Masculinity, #MeToo and Misleading Marketing: The Unmet Sexpectations of the American Gigolo Remake


American Gigolo, the 2022 television series which functions as a sequel to the 1980 film, has received an overwhelmingly negative reception with both critics and viewers. An insightful review declaring the show ‘more dud than stud’ encapsulates the problems with viewers’ expectations: despite raunchy marketing promising a direct continuation to the original, there was ‘very little actual sex’ compared to its Paul Schrader predecessor, a choice complicated further with the addition of a controversial backstory in which protagonist Julian Kaye was revealed to have been a victim of child abuse.
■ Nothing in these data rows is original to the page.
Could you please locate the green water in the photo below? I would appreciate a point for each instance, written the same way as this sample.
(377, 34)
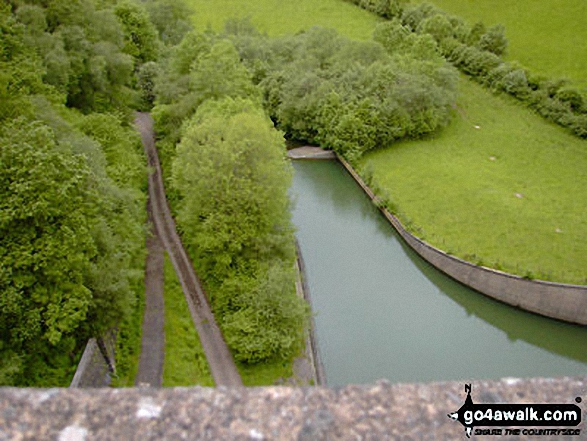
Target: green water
(382, 312)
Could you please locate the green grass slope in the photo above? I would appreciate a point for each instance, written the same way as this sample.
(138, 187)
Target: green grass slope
(185, 361)
(548, 36)
(279, 17)
(511, 194)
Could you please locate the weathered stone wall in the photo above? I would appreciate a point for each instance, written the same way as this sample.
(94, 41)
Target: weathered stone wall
(556, 300)
(371, 412)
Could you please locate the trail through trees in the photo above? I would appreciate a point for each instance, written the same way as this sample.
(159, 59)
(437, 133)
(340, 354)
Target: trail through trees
(222, 365)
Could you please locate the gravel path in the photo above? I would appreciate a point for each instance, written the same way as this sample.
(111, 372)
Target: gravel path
(153, 341)
(219, 357)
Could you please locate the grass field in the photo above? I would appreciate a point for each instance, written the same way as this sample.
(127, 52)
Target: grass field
(185, 363)
(548, 36)
(278, 17)
(511, 194)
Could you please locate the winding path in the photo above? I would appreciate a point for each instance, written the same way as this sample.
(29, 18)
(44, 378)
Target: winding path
(150, 371)
(219, 357)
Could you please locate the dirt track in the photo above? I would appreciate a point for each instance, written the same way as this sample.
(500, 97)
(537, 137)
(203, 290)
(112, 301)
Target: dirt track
(153, 340)
(219, 358)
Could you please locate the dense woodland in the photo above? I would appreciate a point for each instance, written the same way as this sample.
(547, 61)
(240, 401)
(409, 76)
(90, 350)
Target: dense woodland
(73, 175)
(477, 51)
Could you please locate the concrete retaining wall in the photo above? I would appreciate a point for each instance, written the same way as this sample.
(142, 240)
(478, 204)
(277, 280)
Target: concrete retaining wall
(556, 300)
(311, 342)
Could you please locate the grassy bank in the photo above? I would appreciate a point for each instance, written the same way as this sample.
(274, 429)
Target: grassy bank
(499, 187)
(286, 17)
(185, 363)
(547, 36)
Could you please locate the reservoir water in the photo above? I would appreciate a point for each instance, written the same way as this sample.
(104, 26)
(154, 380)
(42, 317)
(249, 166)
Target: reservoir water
(383, 312)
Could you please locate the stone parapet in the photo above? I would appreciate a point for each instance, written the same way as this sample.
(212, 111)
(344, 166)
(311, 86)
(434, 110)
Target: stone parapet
(371, 412)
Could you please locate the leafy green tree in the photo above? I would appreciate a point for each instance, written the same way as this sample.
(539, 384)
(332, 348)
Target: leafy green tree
(140, 35)
(494, 40)
(47, 204)
(232, 175)
(171, 18)
(220, 73)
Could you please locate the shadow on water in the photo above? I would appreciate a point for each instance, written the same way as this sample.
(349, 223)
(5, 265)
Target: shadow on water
(378, 300)
(517, 324)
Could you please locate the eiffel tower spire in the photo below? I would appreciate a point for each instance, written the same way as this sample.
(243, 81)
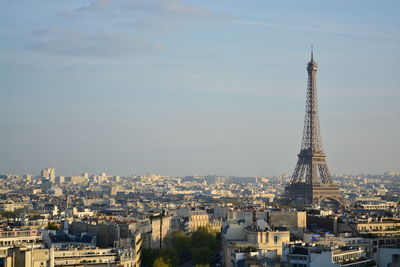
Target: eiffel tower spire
(311, 179)
(311, 167)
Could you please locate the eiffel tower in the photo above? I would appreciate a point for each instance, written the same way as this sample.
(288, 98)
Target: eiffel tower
(311, 180)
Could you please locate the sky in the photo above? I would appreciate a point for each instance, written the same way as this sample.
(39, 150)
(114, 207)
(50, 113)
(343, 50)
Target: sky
(181, 87)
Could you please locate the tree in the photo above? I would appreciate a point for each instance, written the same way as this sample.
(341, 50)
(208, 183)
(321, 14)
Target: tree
(201, 255)
(169, 254)
(149, 256)
(181, 243)
(161, 262)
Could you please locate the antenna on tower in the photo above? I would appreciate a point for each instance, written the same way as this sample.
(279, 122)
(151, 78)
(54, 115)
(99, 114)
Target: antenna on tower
(312, 52)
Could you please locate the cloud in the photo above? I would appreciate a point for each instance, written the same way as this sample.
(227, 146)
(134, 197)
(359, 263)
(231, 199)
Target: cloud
(76, 43)
(151, 7)
(337, 30)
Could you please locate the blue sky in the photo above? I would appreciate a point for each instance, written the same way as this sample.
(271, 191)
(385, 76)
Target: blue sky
(178, 87)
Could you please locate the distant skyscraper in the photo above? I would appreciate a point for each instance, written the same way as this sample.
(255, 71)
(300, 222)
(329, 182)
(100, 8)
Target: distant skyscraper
(311, 179)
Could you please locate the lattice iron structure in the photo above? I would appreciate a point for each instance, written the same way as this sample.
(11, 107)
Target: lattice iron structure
(311, 179)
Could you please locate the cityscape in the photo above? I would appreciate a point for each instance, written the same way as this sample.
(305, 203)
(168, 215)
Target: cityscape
(309, 216)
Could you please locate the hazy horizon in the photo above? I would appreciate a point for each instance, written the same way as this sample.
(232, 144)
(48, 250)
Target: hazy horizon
(178, 87)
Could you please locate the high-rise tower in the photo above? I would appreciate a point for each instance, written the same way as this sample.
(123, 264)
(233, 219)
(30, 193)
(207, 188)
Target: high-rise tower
(311, 179)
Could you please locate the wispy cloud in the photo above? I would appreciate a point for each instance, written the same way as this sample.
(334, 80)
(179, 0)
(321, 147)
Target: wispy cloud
(336, 30)
(76, 43)
(159, 7)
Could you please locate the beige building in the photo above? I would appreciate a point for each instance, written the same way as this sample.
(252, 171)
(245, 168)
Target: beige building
(24, 256)
(247, 236)
(17, 237)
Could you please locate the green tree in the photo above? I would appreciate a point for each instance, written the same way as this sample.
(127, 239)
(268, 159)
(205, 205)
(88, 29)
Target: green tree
(181, 243)
(169, 254)
(149, 256)
(201, 255)
(161, 262)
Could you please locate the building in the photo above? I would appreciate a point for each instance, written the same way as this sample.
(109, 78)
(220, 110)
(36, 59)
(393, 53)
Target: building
(315, 256)
(27, 257)
(243, 237)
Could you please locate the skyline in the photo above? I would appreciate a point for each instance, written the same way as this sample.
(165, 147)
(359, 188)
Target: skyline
(123, 87)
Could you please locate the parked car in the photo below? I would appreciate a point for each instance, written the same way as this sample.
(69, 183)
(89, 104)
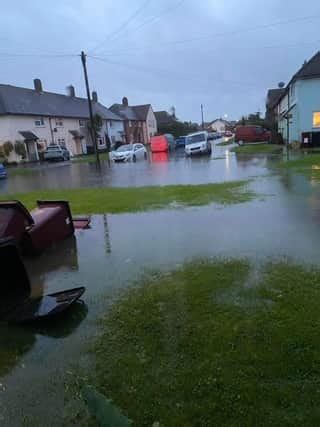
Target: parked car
(197, 143)
(251, 133)
(159, 144)
(56, 153)
(129, 152)
(170, 139)
(3, 172)
(181, 141)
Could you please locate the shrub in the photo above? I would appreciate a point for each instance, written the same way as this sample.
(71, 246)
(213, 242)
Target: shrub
(7, 148)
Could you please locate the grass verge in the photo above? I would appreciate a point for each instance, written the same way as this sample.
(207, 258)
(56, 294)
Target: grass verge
(90, 158)
(16, 171)
(258, 148)
(212, 344)
(117, 200)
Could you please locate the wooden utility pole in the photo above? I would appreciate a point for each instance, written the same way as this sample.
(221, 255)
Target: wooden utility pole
(202, 122)
(92, 129)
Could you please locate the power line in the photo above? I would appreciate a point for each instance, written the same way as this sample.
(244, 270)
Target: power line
(120, 29)
(209, 36)
(170, 72)
(154, 18)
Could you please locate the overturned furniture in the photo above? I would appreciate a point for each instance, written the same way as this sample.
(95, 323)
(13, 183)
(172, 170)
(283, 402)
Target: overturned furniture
(16, 304)
(50, 223)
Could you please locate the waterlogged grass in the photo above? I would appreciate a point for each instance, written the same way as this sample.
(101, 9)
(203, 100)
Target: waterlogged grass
(308, 165)
(258, 148)
(117, 200)
(18, 171)
(215, 344)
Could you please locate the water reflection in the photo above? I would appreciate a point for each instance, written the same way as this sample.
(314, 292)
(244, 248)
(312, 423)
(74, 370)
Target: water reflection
(17, 341)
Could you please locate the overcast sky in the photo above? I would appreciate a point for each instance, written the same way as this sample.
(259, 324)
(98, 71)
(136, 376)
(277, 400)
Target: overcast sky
(224, 54)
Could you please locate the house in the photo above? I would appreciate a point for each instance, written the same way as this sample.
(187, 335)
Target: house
(33, 119)
(139, 121)
(297, 110)
(218, 125)
(164, 118)
(273, 97)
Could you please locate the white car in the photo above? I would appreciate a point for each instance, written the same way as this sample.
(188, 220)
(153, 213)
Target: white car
(197, 143)
(129, 152)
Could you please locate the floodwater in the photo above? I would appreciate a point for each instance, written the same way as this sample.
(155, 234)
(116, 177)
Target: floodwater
(35, 363)
(159, 169)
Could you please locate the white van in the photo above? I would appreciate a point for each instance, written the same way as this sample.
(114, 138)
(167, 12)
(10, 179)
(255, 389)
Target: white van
(197, 143)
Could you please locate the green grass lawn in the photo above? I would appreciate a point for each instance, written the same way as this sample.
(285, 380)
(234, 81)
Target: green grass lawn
(90, 158)
(212, 344)
(16, 171)
(258, 148)
(117, 200)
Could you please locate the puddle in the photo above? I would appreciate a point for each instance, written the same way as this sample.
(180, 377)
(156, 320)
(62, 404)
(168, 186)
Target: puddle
(118, 249)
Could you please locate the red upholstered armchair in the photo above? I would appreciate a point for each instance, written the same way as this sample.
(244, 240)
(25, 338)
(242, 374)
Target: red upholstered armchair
(50, 223)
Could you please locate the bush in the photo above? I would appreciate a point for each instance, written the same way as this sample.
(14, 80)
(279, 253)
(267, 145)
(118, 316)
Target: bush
(7, 148)
(20, 149)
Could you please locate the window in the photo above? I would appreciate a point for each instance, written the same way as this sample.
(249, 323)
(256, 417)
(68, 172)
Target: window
(100, 141)
(39, 122)
(316, 119)
(62, 141)
(59, 122)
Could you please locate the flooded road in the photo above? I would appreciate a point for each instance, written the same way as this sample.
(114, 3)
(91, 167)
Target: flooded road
(159, 169)
(35, 363)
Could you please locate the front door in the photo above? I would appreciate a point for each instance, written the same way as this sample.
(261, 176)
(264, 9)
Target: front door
(32, 149)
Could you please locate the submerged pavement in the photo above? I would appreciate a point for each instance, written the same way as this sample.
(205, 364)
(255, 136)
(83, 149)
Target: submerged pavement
(118, 249)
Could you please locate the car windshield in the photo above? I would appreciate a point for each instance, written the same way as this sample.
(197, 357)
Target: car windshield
(200, 137)
(128, 147)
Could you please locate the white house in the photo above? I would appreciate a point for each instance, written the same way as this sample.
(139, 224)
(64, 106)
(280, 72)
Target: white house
(218, 125)
(139, 121)
(35, 119)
The misleading marketing certainly influenced viewer rejection of the show by both promising a continuation to the original and deliberately obscuring this plotline. The post- #MeToo context it was released in, furthermore, can be argued to have impacted the reception of the show’s central themes. The sheer venom with which reviewers broached the portrayal of a male victim of abuse, however, raises questions of its own. Despite the rightly criticised aspects of the show, its choice to depict an unconventional male victim as a lead character on primetime television is groundbreaking. Did audiences reject the show for disrupting their nostalgia for Julian, or does heterosexual male victimhood remain society’s final taboo?